Algün, her ilk filmini çeken genç yönetmenin düştüğü her şeyi anlatma, tüm mesajları verme tuzağına çekildiği için odak noktasını yer yer kaybetse de özellikle oyuncu yönetimi ile gelecek için umut veren bir sinemacı olduğunu sinyallerini veriyor.
Gösterim için yönetmen bir şeyin altını çizmiş, gösterimden sonra sorular ve sorunlarınız için burada olacağım demişti. İşte bunları tartışabilmek gerçekten çok kıymetli.
Özellikle sinema sektöründe çok yüksek egoların hakim olduğu insanlardan oluşan bir topluluk var. Çoğu zaman en küçük bir eleştiriye dahi kapalılar. Zaten toplum olarak da en büyük sorunlarımızdan biri bu. Umarım Algün de kariyerine bu özgüven ve açıklıkla devam eder. Gelecekte kendisinden çok daha güçlü filmler izleyeceğimizi düşünüyorum.
"BÖYLE İLAHİYATÇILARA HER ZAMANKİNDEN DAHA ÇOK İHTİYACIMIZ VAR"
Ölü Mevsim'in bir sahnesi ve karakteri vardı ki filmin tüm eksiklerini alıp götürdü. İlki çok nadir gördüğümüz yeni nesil din hocasının çocuğu olmayan çifte muska yapmak yerine verdiği muhteşem nasihatlerdi. Çocuğunuz olmuyorsa yaradanın bir bildiği vardır onun yerine bir çiçeği, kediyi, köpeği sevip sahiplenenin demesi toplumsal olarak da büyük çöküş yaşadığımız bu günlerde verilebilecek en güzel mesajlardan biriydi diye düşünüyorum.
"AFGAN SIĞINMACININ İNSANLIK DERSİ"
Filmin en iyi performanslarından bir tanesi, Yardımcı Erkek Oyuncu adaylığında da çok güçlü olduğunu ve yüksek ihtimalle ödüle kavuşacağını düşündüğüm Haydar Şahin Afgan mülteci "Ali" rolünde harikalar yaratıyor. Küçücük anlarına yüklediği büyük ve güçlü duygularla kendisine hayran bırakan Şahin, toplumumuzda giderek artan yabancı düşmanlığına da tokat gibi bir yanıt veriyor. En büyük hayali Fransa'da garsonluk yapmak olan Ali filmin gizli kahramanı. Büyük bir alkışı hak ediyor.

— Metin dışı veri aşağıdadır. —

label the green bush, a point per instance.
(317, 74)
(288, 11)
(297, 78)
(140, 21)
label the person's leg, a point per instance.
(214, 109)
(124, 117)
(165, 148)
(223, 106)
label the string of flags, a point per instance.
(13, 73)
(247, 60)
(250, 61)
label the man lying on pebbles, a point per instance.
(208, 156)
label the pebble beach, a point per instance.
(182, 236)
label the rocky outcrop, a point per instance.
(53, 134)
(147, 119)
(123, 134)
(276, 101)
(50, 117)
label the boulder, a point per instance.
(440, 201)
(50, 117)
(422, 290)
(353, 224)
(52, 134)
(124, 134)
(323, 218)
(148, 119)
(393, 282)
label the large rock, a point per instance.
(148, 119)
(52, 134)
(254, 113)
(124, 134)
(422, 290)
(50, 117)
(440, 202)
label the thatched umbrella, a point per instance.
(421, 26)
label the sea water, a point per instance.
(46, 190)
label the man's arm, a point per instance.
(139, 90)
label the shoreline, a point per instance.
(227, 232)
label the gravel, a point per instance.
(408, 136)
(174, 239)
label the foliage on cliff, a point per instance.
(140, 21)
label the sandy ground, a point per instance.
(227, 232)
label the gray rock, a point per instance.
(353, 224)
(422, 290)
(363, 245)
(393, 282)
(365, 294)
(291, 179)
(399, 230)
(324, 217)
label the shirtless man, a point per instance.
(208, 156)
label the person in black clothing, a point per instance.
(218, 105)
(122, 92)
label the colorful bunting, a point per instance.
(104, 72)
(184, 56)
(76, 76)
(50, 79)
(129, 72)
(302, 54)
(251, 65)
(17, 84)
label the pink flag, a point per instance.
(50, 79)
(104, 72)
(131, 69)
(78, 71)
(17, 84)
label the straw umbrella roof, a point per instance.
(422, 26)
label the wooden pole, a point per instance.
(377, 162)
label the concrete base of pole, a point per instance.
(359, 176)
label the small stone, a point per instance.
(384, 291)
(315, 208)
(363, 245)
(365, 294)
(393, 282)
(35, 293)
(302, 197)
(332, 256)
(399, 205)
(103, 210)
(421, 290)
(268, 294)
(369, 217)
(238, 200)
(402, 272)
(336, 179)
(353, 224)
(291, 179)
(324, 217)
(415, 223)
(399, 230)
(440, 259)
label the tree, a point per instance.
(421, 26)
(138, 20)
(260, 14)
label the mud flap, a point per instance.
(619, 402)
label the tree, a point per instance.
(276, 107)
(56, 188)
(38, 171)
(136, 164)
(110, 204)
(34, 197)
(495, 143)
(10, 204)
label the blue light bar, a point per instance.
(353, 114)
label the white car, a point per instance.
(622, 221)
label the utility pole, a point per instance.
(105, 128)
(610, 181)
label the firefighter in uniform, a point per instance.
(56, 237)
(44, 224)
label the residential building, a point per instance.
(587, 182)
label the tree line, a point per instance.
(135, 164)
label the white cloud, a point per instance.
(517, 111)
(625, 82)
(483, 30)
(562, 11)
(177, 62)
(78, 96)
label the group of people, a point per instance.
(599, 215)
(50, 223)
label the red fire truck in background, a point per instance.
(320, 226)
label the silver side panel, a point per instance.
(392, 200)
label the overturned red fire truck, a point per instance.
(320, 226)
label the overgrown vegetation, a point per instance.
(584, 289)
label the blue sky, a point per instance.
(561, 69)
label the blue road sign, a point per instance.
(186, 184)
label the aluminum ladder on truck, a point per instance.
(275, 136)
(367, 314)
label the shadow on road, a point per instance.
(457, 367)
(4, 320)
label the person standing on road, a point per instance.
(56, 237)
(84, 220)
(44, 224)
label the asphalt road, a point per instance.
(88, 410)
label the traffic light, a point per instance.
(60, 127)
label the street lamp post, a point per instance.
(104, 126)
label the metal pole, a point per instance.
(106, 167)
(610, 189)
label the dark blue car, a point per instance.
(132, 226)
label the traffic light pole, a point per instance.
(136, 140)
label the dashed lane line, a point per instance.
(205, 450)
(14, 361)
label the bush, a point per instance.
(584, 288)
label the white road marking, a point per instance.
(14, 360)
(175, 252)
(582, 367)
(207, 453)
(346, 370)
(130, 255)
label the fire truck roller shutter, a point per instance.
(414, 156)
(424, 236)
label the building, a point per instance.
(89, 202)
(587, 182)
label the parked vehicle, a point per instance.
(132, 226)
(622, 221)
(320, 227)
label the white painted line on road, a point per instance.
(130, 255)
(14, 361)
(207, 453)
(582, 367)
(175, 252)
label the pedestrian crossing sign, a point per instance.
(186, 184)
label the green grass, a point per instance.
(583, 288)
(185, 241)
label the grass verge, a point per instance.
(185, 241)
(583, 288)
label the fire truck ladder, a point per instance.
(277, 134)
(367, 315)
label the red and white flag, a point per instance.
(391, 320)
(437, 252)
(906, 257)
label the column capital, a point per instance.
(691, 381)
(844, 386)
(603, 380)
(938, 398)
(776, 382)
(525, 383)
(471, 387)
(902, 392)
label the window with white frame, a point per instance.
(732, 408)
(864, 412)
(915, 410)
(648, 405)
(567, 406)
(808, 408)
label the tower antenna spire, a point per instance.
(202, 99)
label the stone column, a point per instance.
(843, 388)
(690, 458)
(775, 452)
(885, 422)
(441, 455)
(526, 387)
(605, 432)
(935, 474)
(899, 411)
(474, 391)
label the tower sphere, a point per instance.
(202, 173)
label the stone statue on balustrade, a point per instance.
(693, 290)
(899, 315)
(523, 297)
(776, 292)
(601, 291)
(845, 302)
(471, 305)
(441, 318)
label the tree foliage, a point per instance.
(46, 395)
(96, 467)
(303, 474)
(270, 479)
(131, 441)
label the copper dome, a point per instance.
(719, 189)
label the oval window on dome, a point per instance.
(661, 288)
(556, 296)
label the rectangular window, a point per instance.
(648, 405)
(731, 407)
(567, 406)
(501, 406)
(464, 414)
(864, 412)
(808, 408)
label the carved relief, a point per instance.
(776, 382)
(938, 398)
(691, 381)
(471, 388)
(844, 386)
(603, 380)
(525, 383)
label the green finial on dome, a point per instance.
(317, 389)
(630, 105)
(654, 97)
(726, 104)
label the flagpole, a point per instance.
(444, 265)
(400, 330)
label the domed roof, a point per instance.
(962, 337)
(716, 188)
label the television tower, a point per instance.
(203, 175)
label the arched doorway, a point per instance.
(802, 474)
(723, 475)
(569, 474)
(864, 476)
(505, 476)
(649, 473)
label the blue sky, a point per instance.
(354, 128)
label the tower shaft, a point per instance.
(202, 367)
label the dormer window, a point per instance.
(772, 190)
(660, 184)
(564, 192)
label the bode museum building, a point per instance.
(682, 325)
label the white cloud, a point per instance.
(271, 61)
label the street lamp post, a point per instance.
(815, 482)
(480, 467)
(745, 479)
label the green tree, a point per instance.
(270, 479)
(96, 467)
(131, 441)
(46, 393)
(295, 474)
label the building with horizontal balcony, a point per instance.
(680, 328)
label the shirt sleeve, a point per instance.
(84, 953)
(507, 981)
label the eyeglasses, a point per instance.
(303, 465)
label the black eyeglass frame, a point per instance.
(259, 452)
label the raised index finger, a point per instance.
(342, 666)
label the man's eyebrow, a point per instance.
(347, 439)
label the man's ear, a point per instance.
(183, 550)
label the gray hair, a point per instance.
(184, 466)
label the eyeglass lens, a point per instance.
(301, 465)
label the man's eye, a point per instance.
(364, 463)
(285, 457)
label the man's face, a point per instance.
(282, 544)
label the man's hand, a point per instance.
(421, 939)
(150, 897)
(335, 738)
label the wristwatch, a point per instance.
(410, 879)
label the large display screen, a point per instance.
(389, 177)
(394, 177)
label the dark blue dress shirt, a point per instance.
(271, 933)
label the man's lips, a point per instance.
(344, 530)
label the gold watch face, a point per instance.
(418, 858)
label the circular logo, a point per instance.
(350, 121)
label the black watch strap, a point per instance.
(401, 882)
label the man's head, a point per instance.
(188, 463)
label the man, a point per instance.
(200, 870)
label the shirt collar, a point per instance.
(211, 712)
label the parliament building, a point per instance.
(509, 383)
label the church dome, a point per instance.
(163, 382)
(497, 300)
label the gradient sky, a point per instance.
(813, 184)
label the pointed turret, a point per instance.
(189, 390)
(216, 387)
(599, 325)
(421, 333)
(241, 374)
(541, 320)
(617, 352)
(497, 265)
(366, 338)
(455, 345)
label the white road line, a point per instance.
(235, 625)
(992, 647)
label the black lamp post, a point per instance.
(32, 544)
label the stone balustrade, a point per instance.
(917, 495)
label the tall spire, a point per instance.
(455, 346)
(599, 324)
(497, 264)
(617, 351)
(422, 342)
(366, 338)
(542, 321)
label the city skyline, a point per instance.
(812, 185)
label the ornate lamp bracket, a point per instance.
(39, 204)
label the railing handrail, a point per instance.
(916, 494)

İstanbul Tiyatro Festivali'nin basın toplantısında Mehmet Birikiye önemli bir konuya değinmişti. Tiyatronun hala güncel sorunlara değinme konusunda çok gerilerde olduğunun altını çizmişti. Neyse ki Türk sineması bu konuda üzerine düşüneni yapıyor. Çoğu zaman aile girdabının içine çok gömülse de birilerinin bu sorunlara değinmesi çok kıymetli. Daha dinamik senaryolarla işlendiği zaman etki alanı da genişleyecektir diye düşünüyorum.
Ölü Mevsim'e yarınki ödül töreni başarılar dilerken Funda Eryiğit'i bunalımlı kadın rollerinin dışında gerçek potansiyelini gösterebileceği farklı rollerde izlemeyi iple çekiyorum.